Mea Culpa: So many language rules are merely preferences, but we aim for consistency

Competence or competency? Neither, it turns out: Getty
Competence or competency? Neither, it turns out: Getty

We wrote of “language competency requirements” in a comment article about the home secretary’s decision to lift the immigration cap for NHS doctors and nurses. That would normally be “competence”. The extra syllable gave me pause, even though I wasn’t reading it out loud. But then I realised that we didn’t need the word at all. “Language requirements” would have said all we needed.

The fashion for “-cy” endings also gave us “an oasis of normalcy” this week. There is nothing wrong with “normalcy”, although the Oxford Dictionary calls it “North American”, and it is true the usual British English is “normality”.

In this case, the version I would use has the extra syllable, so that just goes to show that I was making up a reason for my preference. Perhaps I should call it my preferency.

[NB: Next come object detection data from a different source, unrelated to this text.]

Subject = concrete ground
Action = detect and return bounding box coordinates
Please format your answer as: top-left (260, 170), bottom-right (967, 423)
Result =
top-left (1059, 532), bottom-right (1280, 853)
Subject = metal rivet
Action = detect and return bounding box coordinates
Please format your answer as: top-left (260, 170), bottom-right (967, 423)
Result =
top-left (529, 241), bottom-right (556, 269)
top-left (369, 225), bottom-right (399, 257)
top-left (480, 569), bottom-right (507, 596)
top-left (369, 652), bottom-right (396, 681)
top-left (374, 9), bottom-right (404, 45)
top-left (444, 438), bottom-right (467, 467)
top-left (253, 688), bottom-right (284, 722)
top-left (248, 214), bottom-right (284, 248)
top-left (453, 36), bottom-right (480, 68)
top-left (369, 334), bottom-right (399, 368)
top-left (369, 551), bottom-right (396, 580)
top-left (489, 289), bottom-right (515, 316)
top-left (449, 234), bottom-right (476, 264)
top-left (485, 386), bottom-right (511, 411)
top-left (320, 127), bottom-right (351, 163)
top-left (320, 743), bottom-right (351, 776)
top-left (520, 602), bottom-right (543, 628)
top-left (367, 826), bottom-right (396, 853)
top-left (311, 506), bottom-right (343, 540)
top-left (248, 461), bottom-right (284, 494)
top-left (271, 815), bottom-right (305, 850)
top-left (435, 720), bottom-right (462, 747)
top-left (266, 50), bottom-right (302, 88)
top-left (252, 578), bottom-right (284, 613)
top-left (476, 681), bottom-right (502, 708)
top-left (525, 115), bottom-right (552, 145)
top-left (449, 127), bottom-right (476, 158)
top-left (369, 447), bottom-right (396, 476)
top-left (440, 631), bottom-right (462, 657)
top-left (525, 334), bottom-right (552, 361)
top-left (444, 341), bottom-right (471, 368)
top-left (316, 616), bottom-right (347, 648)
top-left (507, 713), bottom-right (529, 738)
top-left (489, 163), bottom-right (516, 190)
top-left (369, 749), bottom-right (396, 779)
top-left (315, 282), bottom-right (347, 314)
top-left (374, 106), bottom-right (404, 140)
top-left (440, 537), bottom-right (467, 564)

Stink of destruction: An unusual confusion of words that sound alike affected an article about Yemen, in which we said that American, British and French expressions of humanitarian concern “wreak of hypocrisy”.

Thanks to Bernard Theobald for drawing attention to this, which has now been changed to “reek”. It was the metaphorical stench of hypocrisy that concerned us, rather than the destruction wreaked by it.

This is similar to a slip that is so common that dictionaries have accepted it. Our style is to write “racked” with doubt, guilt or pain, although “wracked” is often seen. In this case, racked is a reference to torture on the rack, but has been confused with wrack, an obsolete form of wreck. Either makes sense, but to “wreak” of hypocrisy does not.

Repeated denials: An article in defence of Sir Martin Sorrell, the departed boss of the advertising giant WPP, mentioned “the accusation he used company funds to pay a prostitute, which he denies, and the claimed bullying of staff, also refuted”.

As Paul Edwards pointed out, we don’t usually use “refuted” to mean “denied”. It is often used to mean that, but we need to remember that for many readers it has a more specific meaning of “disproved”. We used it here presumably to avoid repeating “denies”. But there is nothing wrong with repeating plain words, and the attempt to do so often leads to glitches of this kind.

In the middle of it: It is a little unfair to comment, from my comfortable armchair in the corner of the newsroom, about the overuse of “amid” by my hard-working and fast-typing colleagues. It is a useful word in news reporting, but we do sometimes end up with some curious constructions. We had a skirmish in Syria “amid a backdrop of escalating regional tensions”; we mentioned Britain sending 150 troops to Poland two years ago “amid increased Russian aggression”; and a man who “collapsed and died amid fears he had been poisoned”.

“Against”; “in response to”; and “prompting” would have been better in these respective cases. Easy for me to say afterwards, I know, but “amid” really is a word worth trying to avoid.